There were 80 households, of which 16.3% had children under the age of 18 living with them, 50.0% were married couples living together, 7.5% had a female householder with no husband present, 1.3% had a male householder with no wife present, and 41.3% were non-families. 41.3% of all households were made up of individuals, and 21.3% had someone living alone who was 65 years of age or older. The average household size was 2.00 and the average family size was 2.70.

The median age in the city was 52 years. 16.9% of residents were under the age of 18; 4.4% were between the ages of 18 and 24; 16.3% were from 25 to 44; 33.2% were from 45 to 64; and 29.4% were 65 years of age or older. The gender makeup of the city was 51.9% male and 48.1% female.

===2000 census===
As of the census of 2000, there were 211 people, 99 households, and 62 families residing in the city. The population density was 385.8 PD/sqmi. There were 126 housing units at an average density of 230.4 /sqmi. The racial makeup of the city was 98.58% White and 1.42% Native American. Hispanic or Latino people of any race were 0.47% of the population.

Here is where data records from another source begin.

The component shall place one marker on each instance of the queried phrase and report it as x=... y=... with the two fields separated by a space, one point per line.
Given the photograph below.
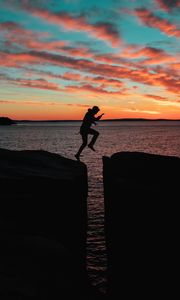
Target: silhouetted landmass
x=103 y=120
x=142 y=224
x=6 y=121
x=43 y=222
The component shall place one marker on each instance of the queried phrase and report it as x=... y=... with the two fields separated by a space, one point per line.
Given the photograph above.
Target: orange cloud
x=168 y=5
x=159 y=77
x=102 y=31
x=151 y=20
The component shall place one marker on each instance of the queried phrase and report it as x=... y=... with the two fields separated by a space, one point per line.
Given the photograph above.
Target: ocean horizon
x=64 y=139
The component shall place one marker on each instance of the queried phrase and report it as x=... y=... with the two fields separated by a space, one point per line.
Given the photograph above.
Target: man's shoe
x=91 y=147
x=77 y=156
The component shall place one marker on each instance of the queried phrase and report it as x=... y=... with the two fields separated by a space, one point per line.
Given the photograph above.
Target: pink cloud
x=168 y=5
x=159 y=77
x=102 y=31
x=151 y=20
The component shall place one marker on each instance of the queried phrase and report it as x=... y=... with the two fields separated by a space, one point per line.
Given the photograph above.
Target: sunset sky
x=60 y=57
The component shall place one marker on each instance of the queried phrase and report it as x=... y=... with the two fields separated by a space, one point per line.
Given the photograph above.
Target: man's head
x=95 y=109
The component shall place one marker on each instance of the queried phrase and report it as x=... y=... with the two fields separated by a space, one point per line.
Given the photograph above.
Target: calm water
x=63 y=138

There were 99 households, out of which 21.2% had children under the age of 18 living with them, 53.5% were married couples living together, 8.1% had a female householder with no husband present, and 36.4% were non-families. 36.4% of all households were made up of individuals, and 26.3% had someone living alone who was 65 years of age or older. The average household size was 2.13 and the average family size was 2.75.

In the city, the population was spread out, with 23.2% under the age of 18, 1.9% from 18 to 24, 19.9% from 25 to 44, 20.4% from 45 to 64, and 34.6% who were 65 years of age or older. The median age was 50 years. For every 100 females, there were 91.8 males. For every 100 females age 18 and over, there were 100.0 males.

The median income for a household in the city was $24,250, and the median income for a family was $29,688. Males had a median income of $25,000 versus $13,333 for females. The per capita income for the city was $11,857. About 17.9% of families and 21.5% of the population were below the poverty line, including 38.9% of those under the age of eighteen and 10.1% of those 65 or over.

==Arts and culture==
Enchanted Highway, a series of metal sculptures, is located in Regent.

The Hettinger County Historical Society Museum is located in Regent.

==Education==
It is in the Mott/Regent School District.

==Notable people==

- Byron Dorgan, state Tax Commissioner (1969-1980), U.S. Congressman (1981-1992), and Senator (1992-2011)
- Leonard J. Jacobs (1928-2024), member of the North Dakota House of Representatives from 1993-1998.